Le monde continuerait d'exister après elle, mais elle n'en ferait plus partie. Elle se mettrait à exister ailleurs et dans quelques mémoires temporaires, ça durerait ce que ça durerait. Même si personne n'était en mesure de dessiner la silhouette d'une âme, elle y croyait, parce que sans cela la vie n'avait aucun sens, et que les paysans d'ici avaient besoin de sens pour entretenir leurs feux et les donner à nourrir aux générations suivantes.
Franck Bouysse, Glaise
Une vache brune oubliée à l’étable au mois de mai
ruminait sombrement des tourteaux de soja
fulminant au passage contre le fermier
qui la privait d’herbe verte à ses repas.
Ces produits d’importation d’origine brésilienne,
en plus de leur toxicité, sont cultivés sur des terres volées
en Amazonie aux dernières tribus indiennes.
A cause de ce triste régime de denrées asséchées,
de farines animales et d’ogm controversés
le feuillet, la caillette, la panse et le bonnet
de l’infortuné animal étaient borborygmés.
Pourtant, le réticulum qui équipe la bête,
c’est du beau, du bon, du bonnet de qualité.
Les émanations acides gonflaient les intestins
et malmenaient tous les tuyaux reliés à l’œsophage
les conduisant, en raison de ce boursouflage
à l’expulsion de matières du soir au matin
vertes et malodorantes, prisées des coprophages.
Le ventre était tant ballonné,
au point que la pauvre bête
pouvait paraître enceinte.
Mais il n’en était rien.

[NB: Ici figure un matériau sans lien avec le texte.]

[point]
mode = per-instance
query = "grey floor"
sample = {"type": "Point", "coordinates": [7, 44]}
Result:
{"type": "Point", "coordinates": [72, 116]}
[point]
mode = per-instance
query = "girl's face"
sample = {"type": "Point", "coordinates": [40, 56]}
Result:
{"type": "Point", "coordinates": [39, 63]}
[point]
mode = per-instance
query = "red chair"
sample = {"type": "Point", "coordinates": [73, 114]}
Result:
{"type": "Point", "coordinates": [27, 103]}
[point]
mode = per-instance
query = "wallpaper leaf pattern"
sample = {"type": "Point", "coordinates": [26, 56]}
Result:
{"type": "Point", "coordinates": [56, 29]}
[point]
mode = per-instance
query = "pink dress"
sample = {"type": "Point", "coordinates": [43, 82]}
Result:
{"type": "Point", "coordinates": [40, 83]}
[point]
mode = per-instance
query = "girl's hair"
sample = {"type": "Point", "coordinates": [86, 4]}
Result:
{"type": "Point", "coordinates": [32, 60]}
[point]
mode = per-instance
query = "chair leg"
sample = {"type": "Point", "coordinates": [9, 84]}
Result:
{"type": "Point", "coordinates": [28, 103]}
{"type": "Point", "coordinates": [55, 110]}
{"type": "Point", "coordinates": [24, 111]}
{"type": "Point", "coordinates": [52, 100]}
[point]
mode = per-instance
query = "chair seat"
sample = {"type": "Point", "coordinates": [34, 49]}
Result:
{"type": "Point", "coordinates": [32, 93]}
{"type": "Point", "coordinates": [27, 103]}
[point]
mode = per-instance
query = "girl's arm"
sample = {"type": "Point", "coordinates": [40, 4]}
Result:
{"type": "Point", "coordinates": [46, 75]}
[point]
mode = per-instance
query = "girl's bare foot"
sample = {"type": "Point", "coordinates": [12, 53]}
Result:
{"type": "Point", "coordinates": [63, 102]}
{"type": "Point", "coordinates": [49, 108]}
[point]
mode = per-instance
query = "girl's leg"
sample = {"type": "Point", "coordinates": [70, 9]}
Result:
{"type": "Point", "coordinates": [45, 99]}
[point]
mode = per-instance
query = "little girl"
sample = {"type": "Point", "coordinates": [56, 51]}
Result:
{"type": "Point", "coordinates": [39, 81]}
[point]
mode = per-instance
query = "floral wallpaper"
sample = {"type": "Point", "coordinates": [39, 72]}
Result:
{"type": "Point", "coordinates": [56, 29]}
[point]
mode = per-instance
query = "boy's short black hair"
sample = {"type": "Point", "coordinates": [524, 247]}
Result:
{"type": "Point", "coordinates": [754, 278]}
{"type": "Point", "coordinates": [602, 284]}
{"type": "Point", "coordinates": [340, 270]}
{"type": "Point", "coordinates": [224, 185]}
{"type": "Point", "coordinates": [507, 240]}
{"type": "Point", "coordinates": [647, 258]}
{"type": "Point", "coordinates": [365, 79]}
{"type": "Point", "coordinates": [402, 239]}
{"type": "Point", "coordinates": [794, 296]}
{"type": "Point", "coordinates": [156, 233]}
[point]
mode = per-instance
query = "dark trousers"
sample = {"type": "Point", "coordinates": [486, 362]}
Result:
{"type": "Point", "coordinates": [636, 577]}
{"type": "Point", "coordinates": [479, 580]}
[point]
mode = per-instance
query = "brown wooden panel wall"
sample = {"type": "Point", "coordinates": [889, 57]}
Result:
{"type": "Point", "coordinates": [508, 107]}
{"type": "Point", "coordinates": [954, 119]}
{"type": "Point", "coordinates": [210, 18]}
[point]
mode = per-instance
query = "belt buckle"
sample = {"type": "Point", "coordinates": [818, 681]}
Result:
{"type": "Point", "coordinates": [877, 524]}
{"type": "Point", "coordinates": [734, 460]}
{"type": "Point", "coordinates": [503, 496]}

Le pis ne gonflait pas.
Vache de race brune née en terre de Lozère,
elle n’était pas bretonne et donc sans pis rennais.
Et sans malformation, n’avait point le pis raté.
Comme le reste du corps du ruminant malmené
le pis était tout simplement sonné.
Quant au lait contenu en ces outres outragées
il était devenu du pis l’otage.
Il aurait fallu que dix veaux y picolent
que coulent des fleuves, des rivières, des rigoles
pour vider les mamelles en une voie lactée.
La vache avait beau souffler dans ses cornes
comme Rolland dans son oliphant,
tel Manu Dibamgo dans sa vuvuzela, oliphant d’Afrique
tel Atahualpa Yupanqui dans son chulli, oliphant d’Amérique,
le paysan restait sourd à ses meuglements.
Alors, elle enfla enfla et enfla
jusqu’à atteindre une XXL taille
tellement sa panse travaille,
jusqu’à paraître comme un bœuf piqué aux hormones,
autre bovin promis à un sort morne,
à une fin en mauvais steak qui cale la faim de l'homme.
Son volume était tel qu’elle ne pouvait plus s’allonger,
privant tous ses membres de la position couchée,
laissant ses pis sans lit et ses pattes épuisées.
Quand elle fut plus ronde que la table
où siégeaient jadis de preux chevaliers,
n’en pouvant plus, elle explosa
en une gerbe de sang et d’entrailles.
Ce fut un Armageddon véritable
tant le bovin était plein de méthane
et d’effluves putréfiées retenues par ses membranes.
Les murs étaient couverts de fluides putrides
d’organes éclatés, de cervelle vile et de tripaille.
Celle qui était une créature solide
mourut dans un fracas de tonneau de Danaïde,
ne laissant sur le sol qu’un cadavre fétide.
De la vache au pis sonné
le fermier ne reçut qu’un prix de carcasse,
de la roupie de sansonnet
au lieu d’euros liés en liasse.
Pas un centime à la vente aux enchères et en os
alors que la côte du bœuf est toujours à la hausse.
De sa mésaventure il ne fut point affable.
Il faut dire qu’au mois de mai,
vrai paysan n’a plus vache à l’étable.
Précisons cependant à la décharge de ce pauvre diable,
qu'il était au labeur depuis son enfance et qu'il venait de passer soixante quatre ans,
sans jamais jour de repos et encore moins congés payés.
Il sentait tout son corps meurtri par l'ouvrage, et depuis peu ses esprits aussi,
que le moment venait pour lui de vivre et de prendre le temps.
Mais les puissants qui décident des heures et de la vie
des humbles qui les élisent, n'ont que méconnaissance ou mépris
pour tous ceux qui portent casquettes ou bérets
et non costumes de grosses factures qu'ils usent sur les canapés.